Большую часть дня я провел за медитацией, а ближе к вечеру наставник заявил, что нас ждет «прогулка», и вид у него при этом был шаловливый, как у задумавшего озорство ребенка.
Еще больше я насторожился, когда стало ясно, что нашим проводником станет аскет в оранжевой рясе, тот самый, что вчера, захлебываясь от восторга, рассказывал о созерцании Тары.
— Не отставайте, — велел он, и мы двинулись через джунгли.
Где-то через час ветер донес до меня запах гари — не свежей, а застарелой, что висит обычно над старым пожарищем. Затем мы прошли через пролом в древней, поросшей мхом ограде из камней и зашагали между разбросанных в беспорядке небольших ступ.
Судя по их виду, они простояли тут не одну сотню лет, многие развалились, другие покосились.
— Это очень старое кладбище, — сказал брат Пон, и беспокойство мое усилилось.
Зачем мы сюда пришли?

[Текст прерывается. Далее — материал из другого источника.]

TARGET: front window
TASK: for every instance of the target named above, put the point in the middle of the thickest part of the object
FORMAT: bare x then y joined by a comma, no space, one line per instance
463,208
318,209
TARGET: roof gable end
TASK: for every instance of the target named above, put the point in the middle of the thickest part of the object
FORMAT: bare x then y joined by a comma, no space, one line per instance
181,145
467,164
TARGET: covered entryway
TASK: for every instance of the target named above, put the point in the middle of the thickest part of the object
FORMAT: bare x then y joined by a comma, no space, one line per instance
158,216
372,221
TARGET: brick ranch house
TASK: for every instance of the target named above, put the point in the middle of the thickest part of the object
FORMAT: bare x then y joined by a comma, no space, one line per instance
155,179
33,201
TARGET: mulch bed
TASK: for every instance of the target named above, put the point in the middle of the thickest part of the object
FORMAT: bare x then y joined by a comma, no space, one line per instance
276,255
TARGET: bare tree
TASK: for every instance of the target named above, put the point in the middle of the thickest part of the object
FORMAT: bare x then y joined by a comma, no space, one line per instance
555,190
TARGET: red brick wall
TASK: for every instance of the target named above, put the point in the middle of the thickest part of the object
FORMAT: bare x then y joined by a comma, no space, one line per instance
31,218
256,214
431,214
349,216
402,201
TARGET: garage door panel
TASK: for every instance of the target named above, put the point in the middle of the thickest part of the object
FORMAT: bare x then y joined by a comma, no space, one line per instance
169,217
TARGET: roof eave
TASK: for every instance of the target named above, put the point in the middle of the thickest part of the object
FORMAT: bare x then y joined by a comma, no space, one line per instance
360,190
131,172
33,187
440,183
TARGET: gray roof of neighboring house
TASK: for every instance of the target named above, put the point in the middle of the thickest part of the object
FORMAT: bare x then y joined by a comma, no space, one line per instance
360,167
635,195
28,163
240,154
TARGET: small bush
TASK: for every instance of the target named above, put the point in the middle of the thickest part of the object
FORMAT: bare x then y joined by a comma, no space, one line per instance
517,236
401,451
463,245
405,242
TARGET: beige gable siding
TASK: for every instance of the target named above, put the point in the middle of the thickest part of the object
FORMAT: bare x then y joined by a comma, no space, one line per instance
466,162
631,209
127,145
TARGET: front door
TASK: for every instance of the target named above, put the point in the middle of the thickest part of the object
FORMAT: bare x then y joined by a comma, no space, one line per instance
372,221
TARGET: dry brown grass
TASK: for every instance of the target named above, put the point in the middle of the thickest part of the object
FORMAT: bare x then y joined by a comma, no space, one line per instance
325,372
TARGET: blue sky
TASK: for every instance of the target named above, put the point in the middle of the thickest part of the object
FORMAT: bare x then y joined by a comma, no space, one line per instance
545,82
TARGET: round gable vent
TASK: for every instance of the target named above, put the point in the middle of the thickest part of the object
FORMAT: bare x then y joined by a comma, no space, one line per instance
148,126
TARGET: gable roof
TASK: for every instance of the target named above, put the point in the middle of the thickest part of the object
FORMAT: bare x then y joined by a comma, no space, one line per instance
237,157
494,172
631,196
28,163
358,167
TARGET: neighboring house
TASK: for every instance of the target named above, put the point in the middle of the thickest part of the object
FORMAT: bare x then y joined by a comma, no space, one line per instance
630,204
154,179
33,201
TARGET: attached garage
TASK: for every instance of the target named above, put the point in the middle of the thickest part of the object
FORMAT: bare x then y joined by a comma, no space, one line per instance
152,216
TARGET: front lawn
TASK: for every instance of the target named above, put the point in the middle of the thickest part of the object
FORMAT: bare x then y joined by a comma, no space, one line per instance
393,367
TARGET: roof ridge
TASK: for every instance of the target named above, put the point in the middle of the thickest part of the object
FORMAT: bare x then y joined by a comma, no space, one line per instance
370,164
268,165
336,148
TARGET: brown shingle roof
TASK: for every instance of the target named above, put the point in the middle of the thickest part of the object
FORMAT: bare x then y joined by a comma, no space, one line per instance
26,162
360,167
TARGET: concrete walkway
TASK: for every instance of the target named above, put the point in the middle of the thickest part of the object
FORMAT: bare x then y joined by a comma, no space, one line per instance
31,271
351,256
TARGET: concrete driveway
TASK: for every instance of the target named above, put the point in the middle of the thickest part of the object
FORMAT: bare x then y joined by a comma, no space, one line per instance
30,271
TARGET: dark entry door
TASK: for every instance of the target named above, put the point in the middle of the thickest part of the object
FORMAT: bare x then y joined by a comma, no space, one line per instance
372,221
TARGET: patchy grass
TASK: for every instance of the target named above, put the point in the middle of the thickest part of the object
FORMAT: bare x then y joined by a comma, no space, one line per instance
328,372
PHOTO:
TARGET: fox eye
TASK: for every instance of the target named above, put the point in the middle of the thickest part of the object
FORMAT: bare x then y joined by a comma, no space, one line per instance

Что меня ждет?
Открылась вымощенная серыми плитами площадь, за которой виднелись развалины храма. С новым порывом ветра мне в нос шибанула горелая вонь, и я понял, что по бокам от разрушенного святилища виднеются штабеля вовсе не уродливых толстых ветвей!
Нет, это были обугленные кости, и меж них скалил зубы человеческий череп!
Смятение мягко погладило меня холодной ладонью, и я умоляюще посмотрел на брата Пона. Монах ответил невинной улыбкой, а наш проводник обернулся и сказал, обнажив клыки не хуже, чем у черепа:
— Осталось дождаться братьев. Скоро они будут здесь.
Тут уж мое смятение переросло в панику.
Честно говоря, я надеялся, что брат Пон успокоит меня, расскажет, зачем мы сюда явились.
Но он и не подумал этого сделать — после того как мы уселись на ступеньках храма, он завел с нашим проводником длинный разговор, причем не на английском, так что я не понял ни слова.
Мне осталось только ежиться на ветру, что внезапно стал холодным, и смотреть по сторонам — на кости, среди которых попадались и человеческие, на руины и черное пятно кострища в центре вымощенной площадки.
Судя по нему, тут иногда разводили очень сильный огонь.